Bobby Browne

Personal information
- Full name: Robert James Browne
- Date of birth: 9 February 1912
- Place of birth: Derry, Northern Ireland
- Date of death: 1994 (aged 81–82)
- Height: 5 ft 8 in (1.73 m)
- Position: Wing half

Senior career*
- Years: Team / Apps / (Gls)
- Maleven
- Clooney Rovers
- ?–1935: Derry City
- 1935–1947: Leeds United / 110 / (0)
- 1947–1948: York City / 5 / (0)
- 1948?–?: Thorne Colliery

International career
- 1935–1938: Ireland (IFA) / 6 / (0)

Managerial career
- 1948?–?: Thorne Colliery
- 1954: Halifax Town (caretaker manager)

= Bobby Browne (footballer, born 1912) =

Irish footballer

Robert James Browne (9 February 1912 - 1994) was an Irish footballer who played as a wing half. He was one of ten children of Catherine and John, and his youngest brother Leonard was killed when HMS Firedrake was sunk.

Born in Derry, Ireland, Browne began his career with his local team, Derry City FC. There, he won a North-West Senior Cup and represented the Irish League in 1935. However, the Leeds United manager of the 1930s, Billy Hampson, seemed to have a predilection for young Irish talent, and one of the first he brought to Elland Road was Derry-man, Browne.
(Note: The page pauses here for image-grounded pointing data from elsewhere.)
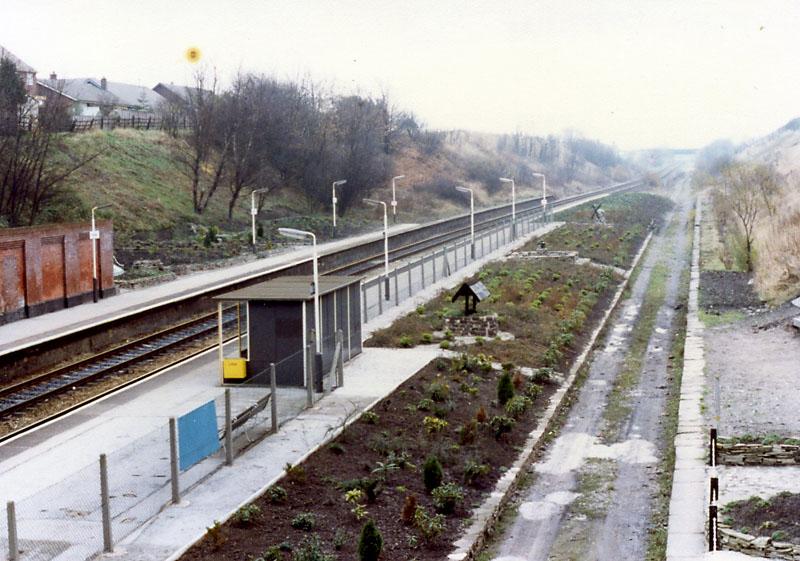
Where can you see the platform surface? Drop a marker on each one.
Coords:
(31, 331)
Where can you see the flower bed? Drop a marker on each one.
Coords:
(416, 464)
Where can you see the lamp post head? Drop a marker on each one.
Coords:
(295, 234)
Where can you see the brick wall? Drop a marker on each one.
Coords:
(46, 268)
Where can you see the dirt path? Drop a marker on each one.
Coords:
(592, 493)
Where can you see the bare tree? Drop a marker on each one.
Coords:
(205, 149)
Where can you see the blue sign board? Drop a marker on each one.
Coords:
(197, 435)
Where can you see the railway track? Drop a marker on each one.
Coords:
(22, 396)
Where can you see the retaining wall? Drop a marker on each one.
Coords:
(46, 268)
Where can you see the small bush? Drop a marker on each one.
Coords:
(277, 494)
(247, 514)
(505, 388)
(473, 471)
(370, 543)
(446, 497)
(434, 424)
(429, 526)
(501, 425)
(432, 473)
(409, 508)
(370, 417)
(305, 521)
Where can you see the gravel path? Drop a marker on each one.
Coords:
(592, 500)
(752, 371)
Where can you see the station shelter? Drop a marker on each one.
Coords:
(278, 323)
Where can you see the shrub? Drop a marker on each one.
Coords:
(517, 405)
(432, 473)
(434, 424)
(473, 471)
(310, 549)
(446, 497)
(505, 388)
(370, 543)
(501, 425)
(429, 526)
(370, 417)
(295, 474)
(305, 521)
(409, 508)
(277, 494)
(247, 514)
(438, 390)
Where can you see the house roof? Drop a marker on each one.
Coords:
(181, 92)
(21, 65)
(116, 93)
(289, 288)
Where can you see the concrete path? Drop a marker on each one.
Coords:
(592, 491)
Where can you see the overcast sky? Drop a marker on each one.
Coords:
(633, 73)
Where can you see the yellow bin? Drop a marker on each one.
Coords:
(234, 368)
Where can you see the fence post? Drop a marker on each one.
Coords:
(340, 364)
(396, 289)
(712, 443)
(364, 299)
(309, 375)
(228, 429)
(13, 546)
(173, 460)
(273, 385)
(105, 505)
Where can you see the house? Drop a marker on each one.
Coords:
(91, 97)
(25, 70)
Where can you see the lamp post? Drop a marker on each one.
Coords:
(394, 199)
(300, 235)
(373, 202)
(513, 207)
(544, 193)
(254, 212)
(94, 236)
(334, 200)
(471, 217)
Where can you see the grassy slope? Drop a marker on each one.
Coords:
(137, 172)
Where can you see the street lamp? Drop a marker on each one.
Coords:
(94, 235)
(394, 199)
(513, 207)
(544, 193)
(471, 217)
(254, 211)
(301, 235)
(334, 200)
(373, 202)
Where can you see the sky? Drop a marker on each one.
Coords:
(636, 74)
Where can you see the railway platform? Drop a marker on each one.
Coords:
(52, 471)
(30, 332)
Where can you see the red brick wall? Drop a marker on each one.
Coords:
(45, 268)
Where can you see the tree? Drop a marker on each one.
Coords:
(12, 97)
(743, 191)
(205, 150)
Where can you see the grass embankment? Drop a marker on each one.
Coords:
(777, 517)
(544, 304)
(629, 217)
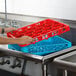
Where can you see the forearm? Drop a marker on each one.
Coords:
(4, 40)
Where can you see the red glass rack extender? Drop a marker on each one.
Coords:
(40, 30)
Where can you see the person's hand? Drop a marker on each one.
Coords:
(9, 29)
(25, 40)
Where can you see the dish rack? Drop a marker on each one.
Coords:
(44, 47)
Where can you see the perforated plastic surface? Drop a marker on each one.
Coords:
(40, 30)
(44, 47)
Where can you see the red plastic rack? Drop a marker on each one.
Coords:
(40, 30)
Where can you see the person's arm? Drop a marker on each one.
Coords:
(22, 40)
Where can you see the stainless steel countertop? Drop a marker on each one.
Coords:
(5, 51)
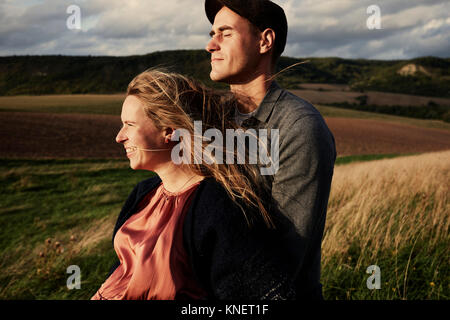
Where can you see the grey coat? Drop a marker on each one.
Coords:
(301, 185)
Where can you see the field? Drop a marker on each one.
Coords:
(329, 93)
(64, 180)
(43, 127)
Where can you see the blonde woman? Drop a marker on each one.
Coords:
(196, 230)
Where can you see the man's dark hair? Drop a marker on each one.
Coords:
(261, 13)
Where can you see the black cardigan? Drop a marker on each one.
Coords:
(231, 260)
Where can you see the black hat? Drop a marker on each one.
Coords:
(261, 13)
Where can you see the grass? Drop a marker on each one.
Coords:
(334, 112)
(392, 212)
(58, 213)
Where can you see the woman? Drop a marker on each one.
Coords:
(198, 230)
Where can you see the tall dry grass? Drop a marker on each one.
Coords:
(386, 203)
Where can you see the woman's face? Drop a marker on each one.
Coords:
(139, 131)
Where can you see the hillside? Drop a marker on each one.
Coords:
(427, 76)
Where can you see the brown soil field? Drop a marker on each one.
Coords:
(47, 135)
(44, 135)
(340, 93)
(367, 136)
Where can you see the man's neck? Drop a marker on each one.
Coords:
(251, 94)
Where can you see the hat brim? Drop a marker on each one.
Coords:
(211, 9)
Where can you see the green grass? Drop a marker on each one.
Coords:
(57, 199)
(417, 271)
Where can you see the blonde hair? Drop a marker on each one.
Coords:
(172, 100)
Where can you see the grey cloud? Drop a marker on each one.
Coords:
(316, 28)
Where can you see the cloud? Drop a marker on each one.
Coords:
(316, 27)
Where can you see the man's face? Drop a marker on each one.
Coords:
(234, 48)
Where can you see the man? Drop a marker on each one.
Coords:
(247, 38)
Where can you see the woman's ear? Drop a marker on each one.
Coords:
(267, 40)
(167, 133)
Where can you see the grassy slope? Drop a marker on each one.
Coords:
(58, 199)
(62, 198)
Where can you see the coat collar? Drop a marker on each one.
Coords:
(266, 107)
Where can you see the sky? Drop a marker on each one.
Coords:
(374, 29)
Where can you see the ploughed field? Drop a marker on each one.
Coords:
(85, 126)
(50, 135)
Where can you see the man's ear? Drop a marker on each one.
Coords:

It took a £1,500 fee to prise the talented wing-half from Derry in October 1935, and he went on to make well over a hundred appearances in the Leeds first-team.

Browne was capped six times for Ireland, with all caps coming between 1935 and 1938 whilst he was at Leeds.

When the Football League resumed in 1946, Browne was 34 years old, and he played one more season with Leeds before finishing his League career with York City, although he subsequently joined Thorne Colliery as player-manager. Later, Browne joined the coaching staff at Halifax Town, and was briefly caretaker manager in October and November 1954.